E-mail List Archives

Re: Mismatch between PDF Object Properties Content Tag and Structure Tag

for

From: Philip Kiff
Date: Jun 11, 2020 6:57PM


First, I would double check the Role Map and check that the incorrect
structure tag(s) are not somehow being mapped behind the scenes.

If the Role Map is not involved, then I wonder if the PDFs are coming
from specific software tools other than Adobe Acrobat? I've come across
some instances of PDF software tools doing some odd things with the
container tags in the Content  panel that don't match the structure
tags. Your example screen shots show the use of Span containers. Both
CommonLook Office and iText PDF library for example will generate PDFs
that apply Span containers to almost all the content in the Content
tree. Both those tools however are capable of producing a (more-or-less)
accessible PDF by producing a correct Tag tree with semantically and
structurally correct tags despite the divergence from the containers in
the Content tree.

I don't yet understand how the object and tag dictionaries work in the
PDF format (!), so I don't exactly know where those structure/tag
mismatches get stored in the object or file. In my rudimentary testing
with NVDA and JAWS, these content tree structures did not cause problems
with access to the content in the accessible tag tree. So I am guessing
that the assistive technology that is having trouble with such files may
not be using the accessibility tag information to render the content?
I'd be curious to know.

I would note that in the cases that I've looked at, if I edit any of
those containers or tags with Acrobat Pro, then the mis-match
disappears. I don't think you will get this mismatch if you use Acrobat
Pro to autotag a file or use its various editing features.

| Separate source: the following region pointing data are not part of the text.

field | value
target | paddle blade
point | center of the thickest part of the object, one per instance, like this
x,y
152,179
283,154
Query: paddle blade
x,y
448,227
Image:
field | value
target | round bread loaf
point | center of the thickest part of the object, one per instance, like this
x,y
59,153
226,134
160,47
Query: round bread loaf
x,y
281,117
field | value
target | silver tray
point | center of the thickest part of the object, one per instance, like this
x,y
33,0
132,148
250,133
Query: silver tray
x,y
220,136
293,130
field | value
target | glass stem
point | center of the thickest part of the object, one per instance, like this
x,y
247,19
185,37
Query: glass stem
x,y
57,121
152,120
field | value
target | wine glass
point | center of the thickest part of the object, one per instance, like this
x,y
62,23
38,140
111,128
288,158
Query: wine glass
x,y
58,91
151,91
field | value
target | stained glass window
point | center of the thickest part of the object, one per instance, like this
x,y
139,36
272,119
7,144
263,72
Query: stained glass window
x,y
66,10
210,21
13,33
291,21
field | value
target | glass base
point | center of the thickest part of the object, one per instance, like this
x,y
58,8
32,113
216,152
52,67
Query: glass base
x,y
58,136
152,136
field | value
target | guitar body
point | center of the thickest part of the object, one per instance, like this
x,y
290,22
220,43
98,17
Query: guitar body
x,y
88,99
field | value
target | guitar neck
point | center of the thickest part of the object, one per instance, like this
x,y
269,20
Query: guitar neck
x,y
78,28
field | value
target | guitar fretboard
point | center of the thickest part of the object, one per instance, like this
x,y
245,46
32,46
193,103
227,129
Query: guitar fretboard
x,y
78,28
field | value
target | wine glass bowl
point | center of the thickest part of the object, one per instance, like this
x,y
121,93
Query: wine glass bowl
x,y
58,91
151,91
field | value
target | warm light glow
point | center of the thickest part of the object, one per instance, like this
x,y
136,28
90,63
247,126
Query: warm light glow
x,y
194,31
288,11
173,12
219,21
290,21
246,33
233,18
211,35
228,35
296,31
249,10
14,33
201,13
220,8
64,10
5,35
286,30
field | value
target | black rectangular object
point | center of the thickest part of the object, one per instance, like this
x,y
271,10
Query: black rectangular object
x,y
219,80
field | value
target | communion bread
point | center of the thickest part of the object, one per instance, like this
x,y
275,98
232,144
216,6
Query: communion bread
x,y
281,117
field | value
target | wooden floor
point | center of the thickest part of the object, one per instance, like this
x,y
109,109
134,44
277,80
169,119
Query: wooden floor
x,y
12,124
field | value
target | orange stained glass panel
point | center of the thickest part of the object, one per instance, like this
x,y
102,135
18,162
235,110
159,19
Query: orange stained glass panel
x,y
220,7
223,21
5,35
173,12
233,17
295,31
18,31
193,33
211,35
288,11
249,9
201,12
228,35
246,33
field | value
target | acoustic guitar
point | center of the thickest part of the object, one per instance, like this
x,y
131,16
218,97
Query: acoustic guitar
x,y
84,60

None of this solves the mystery of where that mismatched
tag/container/object info is being stored, but it may help to know about
other similar cases.

Phil.

Philip Kiff
D4K Communications


On 2020-06-11 17:34, Jonathan Avila wrote:
> I've run into situations where assistive technology is not properly working with PDF documents and it's often traced back to a mismatch between the content type and display structure tag not matching. For example, the tag is a table tag in the tags panel, in the content panel there either might not be a table container or perhaps there is a table container and the Container tag is a table. However, Acrobat shows the structure tag a table header cell in the object Properties dialog. If I look at the tag dictionary everything looks correct. If I look in the container panel and tags panel all is correct - but for some reason the Object Properties dialog will show an incorrect structure tag that isn't showing up anywhere else. I have put some screenshot showing the issue (with alt text) below - if anyone can provide information on how to address this let me know.
>
> [Object properties dialog showing table header under the content tab under structure tag.]
>
> [Object properties dialog showing table tag under the tag tab.]
>
> Jonathan